Now contrast that with the model we’re building—those of us who believe dogs deserve more than a dusting of instinct on a foundation of filler.

Because true raw feeding isn’t a brand. It isn’t a buzzword. It’s a birthright—the kind of feeding that honors physiology, not marketing. It gives the guardian the tools, not just a product. It invites a return to instinct, not a performance of it.

Raw-flavored kibble isn’t enough. A few freeze-dried flecks don’t make a prey animal whole. Formulas that approximate nature still fall short of it. No amount of synthetic patchwork can replace what real organs, bones, glands, and blood were designed to do. This isn’t about feeding for convenience or compliance—it’s about rekindling the primal blueprint written into every canine cell.

Because there’s a difference between imitating nature… and trusting it.

And that difference determines whether your dog is fed like a consumer—or like a carnivore.

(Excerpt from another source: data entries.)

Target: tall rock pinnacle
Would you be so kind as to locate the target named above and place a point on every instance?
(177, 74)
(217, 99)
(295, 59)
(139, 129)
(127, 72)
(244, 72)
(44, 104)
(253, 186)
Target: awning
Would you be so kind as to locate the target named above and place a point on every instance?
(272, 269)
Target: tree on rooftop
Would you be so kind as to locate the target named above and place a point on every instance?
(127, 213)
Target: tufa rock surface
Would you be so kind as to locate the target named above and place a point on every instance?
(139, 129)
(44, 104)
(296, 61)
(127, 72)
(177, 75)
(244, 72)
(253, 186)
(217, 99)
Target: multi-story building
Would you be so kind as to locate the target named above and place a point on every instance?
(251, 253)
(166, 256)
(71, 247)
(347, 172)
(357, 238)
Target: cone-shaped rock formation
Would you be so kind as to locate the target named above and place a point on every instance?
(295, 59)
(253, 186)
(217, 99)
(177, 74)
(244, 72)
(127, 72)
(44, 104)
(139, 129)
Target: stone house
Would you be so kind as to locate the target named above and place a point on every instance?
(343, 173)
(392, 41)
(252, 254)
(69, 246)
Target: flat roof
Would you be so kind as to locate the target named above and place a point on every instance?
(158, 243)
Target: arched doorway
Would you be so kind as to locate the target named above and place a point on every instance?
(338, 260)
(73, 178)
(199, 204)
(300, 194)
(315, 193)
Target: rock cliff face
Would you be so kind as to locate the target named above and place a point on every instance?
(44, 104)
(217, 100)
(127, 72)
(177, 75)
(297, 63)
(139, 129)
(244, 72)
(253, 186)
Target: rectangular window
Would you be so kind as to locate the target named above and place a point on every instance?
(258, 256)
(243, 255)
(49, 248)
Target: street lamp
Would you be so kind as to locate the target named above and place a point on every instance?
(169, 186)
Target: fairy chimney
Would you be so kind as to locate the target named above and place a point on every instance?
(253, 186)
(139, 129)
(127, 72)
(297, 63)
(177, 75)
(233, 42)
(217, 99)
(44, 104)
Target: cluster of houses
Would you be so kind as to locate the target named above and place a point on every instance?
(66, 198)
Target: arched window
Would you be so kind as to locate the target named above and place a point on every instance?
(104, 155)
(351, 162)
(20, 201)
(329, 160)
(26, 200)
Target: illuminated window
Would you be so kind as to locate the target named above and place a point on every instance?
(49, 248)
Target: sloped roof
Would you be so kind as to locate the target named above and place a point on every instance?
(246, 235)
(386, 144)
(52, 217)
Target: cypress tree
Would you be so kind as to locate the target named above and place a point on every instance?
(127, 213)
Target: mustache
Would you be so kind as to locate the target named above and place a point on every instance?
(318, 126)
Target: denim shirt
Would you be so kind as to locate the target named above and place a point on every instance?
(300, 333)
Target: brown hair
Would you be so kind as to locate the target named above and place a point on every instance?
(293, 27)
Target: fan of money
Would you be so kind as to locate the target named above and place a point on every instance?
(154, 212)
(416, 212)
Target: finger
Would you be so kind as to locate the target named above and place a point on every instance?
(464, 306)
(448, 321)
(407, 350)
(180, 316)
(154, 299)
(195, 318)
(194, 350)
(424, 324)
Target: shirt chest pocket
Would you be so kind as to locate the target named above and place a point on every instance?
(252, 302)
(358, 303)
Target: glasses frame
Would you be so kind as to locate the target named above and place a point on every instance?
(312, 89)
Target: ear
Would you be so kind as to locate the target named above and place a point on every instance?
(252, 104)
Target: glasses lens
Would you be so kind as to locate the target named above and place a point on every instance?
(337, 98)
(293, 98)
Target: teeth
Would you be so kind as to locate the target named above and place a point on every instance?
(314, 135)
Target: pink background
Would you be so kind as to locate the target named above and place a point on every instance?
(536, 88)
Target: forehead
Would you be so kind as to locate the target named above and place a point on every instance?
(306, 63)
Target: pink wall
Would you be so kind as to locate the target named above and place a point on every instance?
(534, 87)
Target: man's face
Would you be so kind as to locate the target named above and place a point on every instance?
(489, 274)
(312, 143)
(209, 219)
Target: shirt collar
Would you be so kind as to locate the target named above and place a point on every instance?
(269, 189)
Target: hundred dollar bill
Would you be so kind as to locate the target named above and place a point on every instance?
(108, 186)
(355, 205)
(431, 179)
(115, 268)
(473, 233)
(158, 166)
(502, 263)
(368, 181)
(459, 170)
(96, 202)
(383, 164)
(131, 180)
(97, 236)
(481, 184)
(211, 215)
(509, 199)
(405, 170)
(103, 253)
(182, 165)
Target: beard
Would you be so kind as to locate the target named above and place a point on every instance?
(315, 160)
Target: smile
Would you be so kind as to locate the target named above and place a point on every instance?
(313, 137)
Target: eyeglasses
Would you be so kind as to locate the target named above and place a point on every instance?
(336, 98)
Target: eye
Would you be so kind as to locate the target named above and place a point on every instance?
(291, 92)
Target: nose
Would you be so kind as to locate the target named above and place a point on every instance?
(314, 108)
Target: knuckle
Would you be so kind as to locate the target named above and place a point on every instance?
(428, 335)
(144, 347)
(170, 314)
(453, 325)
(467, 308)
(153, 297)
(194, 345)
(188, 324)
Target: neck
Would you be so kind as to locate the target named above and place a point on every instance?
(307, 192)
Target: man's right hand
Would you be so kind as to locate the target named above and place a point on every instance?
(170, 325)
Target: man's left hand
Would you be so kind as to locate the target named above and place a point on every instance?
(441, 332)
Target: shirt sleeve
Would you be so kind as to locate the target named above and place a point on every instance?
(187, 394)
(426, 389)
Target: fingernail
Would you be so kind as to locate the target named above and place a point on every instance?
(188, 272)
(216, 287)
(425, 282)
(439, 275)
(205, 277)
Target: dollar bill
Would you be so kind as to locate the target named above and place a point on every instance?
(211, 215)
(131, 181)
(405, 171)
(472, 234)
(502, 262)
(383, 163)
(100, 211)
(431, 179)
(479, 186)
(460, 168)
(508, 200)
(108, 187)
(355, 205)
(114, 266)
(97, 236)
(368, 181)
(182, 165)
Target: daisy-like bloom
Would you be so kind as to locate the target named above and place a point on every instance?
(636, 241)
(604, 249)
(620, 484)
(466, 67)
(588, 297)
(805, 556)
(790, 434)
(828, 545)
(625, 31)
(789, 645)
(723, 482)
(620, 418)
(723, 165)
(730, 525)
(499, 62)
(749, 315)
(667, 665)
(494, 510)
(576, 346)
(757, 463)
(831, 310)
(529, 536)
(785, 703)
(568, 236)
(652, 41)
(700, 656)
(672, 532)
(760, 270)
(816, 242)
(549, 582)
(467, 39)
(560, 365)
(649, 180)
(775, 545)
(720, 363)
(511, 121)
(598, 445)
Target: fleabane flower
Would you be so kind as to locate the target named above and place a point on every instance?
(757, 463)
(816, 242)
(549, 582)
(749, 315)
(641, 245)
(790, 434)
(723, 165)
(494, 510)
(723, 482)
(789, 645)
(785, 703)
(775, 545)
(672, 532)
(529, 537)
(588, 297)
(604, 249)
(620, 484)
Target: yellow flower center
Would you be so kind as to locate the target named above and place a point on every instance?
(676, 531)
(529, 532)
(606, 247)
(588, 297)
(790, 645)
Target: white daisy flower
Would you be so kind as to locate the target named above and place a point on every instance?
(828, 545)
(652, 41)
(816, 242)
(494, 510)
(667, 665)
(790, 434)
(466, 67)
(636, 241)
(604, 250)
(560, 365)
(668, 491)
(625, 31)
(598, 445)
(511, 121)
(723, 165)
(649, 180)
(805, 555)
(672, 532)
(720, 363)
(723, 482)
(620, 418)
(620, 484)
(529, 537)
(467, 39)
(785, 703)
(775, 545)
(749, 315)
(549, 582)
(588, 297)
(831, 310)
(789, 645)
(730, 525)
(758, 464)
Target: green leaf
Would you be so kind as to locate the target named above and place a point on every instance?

This is not about gourmet feeding. It’s about sovereignty—over food, over health, and over the very design of the canine body.

Because true raw feeding isn’t a brand. It isn’t a buzzword. It’s a birthright—the kind of feeding that honors physiology, not marketing. It gives the guardian the tools, not just a product. It invites you to remember what a carnivore is, not what the bag claims they’ve become.

So again, this isn’t about rejecting all convenience—it’s about rejecting the commodified version of raw that keeps dogs on the leash of dependency. It’s about seeing through the illusion that kibble with freeze-dried crumbs is somehow “elevated.”

Because raw feeding is rising. And the system knows it.

So the real question becomes:

Will your dog’s raw journey be sold to you—or built by you? ❤️ 🐾❤️

P.S. I miss my precious grand old lady—nothing lit up her eyes quite like a whole quail dinner.